I've made about 4 batches of this over the past few weeks-- easy to do even if you have a 7 month old baby and guests and a bunch of other stuff you should be doing. It's based on an old recipe for apple "chips" that my Grandmother's friend would make every year and there always seemed to be a jar of it in the refrigerator. I can't say I ever really liked it much as a kid, it was a bit sweet and heavy on the spice (cinnamon and cloves), but since I've got 330 pounds of fuji apples lounging on my back porch, waiting to go mushy and moldy, I thought I'd give it a try anyway.

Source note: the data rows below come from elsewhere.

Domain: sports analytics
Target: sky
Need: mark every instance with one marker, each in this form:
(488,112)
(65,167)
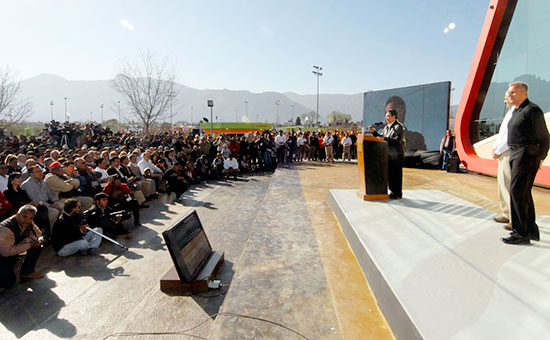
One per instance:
(254,45)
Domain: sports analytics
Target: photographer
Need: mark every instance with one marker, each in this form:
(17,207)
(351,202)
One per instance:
(119,197)
(63,187)
(18,235)
(175,180)
(69,233)
(100,215)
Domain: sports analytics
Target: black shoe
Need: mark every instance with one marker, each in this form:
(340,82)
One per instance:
(516,238)
(534,236)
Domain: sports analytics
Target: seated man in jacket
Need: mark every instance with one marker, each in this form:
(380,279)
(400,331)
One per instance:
(18,234)
(176,180)
(39,191)
(69,233)
(231,166)
(117,168)
(100,215)
(119,197)
(63,186)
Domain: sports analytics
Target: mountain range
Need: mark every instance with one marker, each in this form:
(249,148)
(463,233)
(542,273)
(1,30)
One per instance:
(84,99)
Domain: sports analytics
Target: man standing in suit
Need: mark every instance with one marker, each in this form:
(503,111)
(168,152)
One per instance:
(528,141)
(501,152)
(393,134)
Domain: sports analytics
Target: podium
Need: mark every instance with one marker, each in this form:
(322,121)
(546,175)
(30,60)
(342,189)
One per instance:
(372,159)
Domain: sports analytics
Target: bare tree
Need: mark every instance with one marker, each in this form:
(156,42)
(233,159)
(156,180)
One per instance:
(12,108)
(147,87)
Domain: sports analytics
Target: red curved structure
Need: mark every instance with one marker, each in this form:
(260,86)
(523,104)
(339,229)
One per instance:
(493,33)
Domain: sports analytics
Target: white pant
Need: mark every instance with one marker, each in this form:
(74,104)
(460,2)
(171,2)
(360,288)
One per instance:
(503,180)
(89,240)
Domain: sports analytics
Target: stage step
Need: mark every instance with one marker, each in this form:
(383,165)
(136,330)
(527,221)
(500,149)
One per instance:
(439,270)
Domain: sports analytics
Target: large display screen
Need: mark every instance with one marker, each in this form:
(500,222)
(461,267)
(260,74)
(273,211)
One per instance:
(188,246)
(423,109)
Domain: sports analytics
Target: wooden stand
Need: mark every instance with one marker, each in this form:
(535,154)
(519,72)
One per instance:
(372,160)
(171,283)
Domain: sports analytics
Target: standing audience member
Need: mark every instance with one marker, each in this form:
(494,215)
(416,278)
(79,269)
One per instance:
(446,148)
(528,140)
(501,152)
(3,177)
(231,167)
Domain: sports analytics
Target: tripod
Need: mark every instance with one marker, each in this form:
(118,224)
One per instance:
(64,140)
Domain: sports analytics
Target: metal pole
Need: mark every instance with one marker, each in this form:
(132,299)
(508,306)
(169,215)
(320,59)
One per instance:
(211,122)
(107,238)
(317,99)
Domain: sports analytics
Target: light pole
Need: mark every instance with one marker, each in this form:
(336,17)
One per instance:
(172,96)
(450,107)
(277,103)
(318,73)
(119,119)
(210,103)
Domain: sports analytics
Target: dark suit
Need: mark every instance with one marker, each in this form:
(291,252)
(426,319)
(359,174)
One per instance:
(528,141)
(394,135)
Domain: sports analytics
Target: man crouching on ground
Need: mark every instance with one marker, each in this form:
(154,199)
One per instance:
(70,234)
(19,234)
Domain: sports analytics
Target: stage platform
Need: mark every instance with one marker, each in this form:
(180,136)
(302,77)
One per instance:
(439,271)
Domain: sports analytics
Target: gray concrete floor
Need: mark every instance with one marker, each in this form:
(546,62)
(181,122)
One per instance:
(92,297)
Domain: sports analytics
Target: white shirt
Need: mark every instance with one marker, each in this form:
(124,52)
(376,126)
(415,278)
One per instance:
(3,183)
(280,140)
(346,141)
(328,140)
(230,163)
(104,175)
(501,142)
(143,164)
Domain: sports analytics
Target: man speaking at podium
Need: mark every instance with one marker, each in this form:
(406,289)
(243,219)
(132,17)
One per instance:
(393,134)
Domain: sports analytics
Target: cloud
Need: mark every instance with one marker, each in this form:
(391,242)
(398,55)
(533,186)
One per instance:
(266,31)
(124,23)
(449,28)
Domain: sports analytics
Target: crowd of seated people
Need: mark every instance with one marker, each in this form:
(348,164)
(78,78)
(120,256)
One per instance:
(99,179)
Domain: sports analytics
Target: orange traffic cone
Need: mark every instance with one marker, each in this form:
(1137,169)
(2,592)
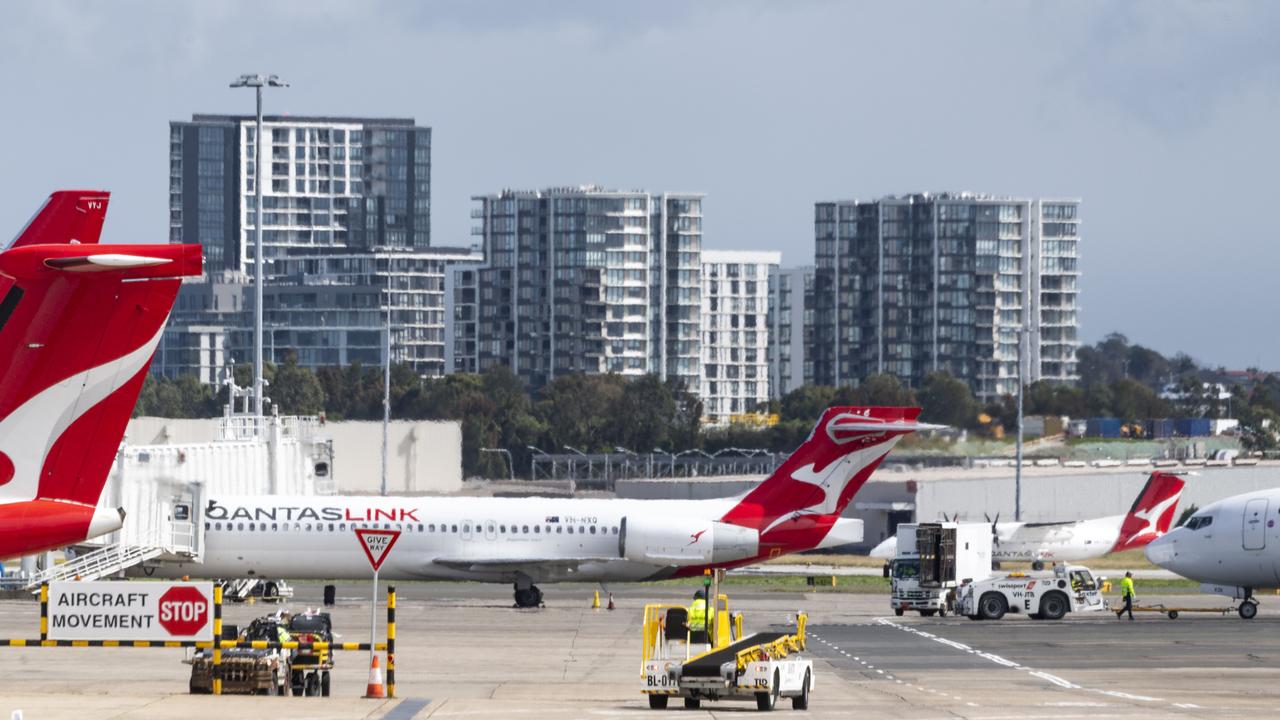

I cut down on the sugar (the original calls for equal weight sugar and apples) and cut out the spices, wanting the pure apple flavor to shine through. Get out a big pasta pot (not huge but not medium sized-- the one you would choose when you're making pasta for 4 people or so). Put in a kilo or so (2.2 pounds) of sugar-- don't worry about being too exact-- I've done it with twice as much sugar and it works fine. Then start peeling and cutting up your apples into thin-sliced "chips". Keep slicing until the pot is full. The sugar will melt and the apples may turn a bit golden-brown. This is fine. Leave it overnight and the next day cook it over low heat until it reaches a honey-like consistency, maybe 3 or 4 hours. Add lemon juice (I use citric acid since I happen to have it and don't have lemons) to taste. Then ladle while still hot into jars and boil in a water bath for 15 minutes or so to seal.

For some reason the apples retain their shape and a bit of their texture, so they're not mushy like canned apples. Goes great spooned onto toast or stirred into yogurt along with a little bit of the "honey".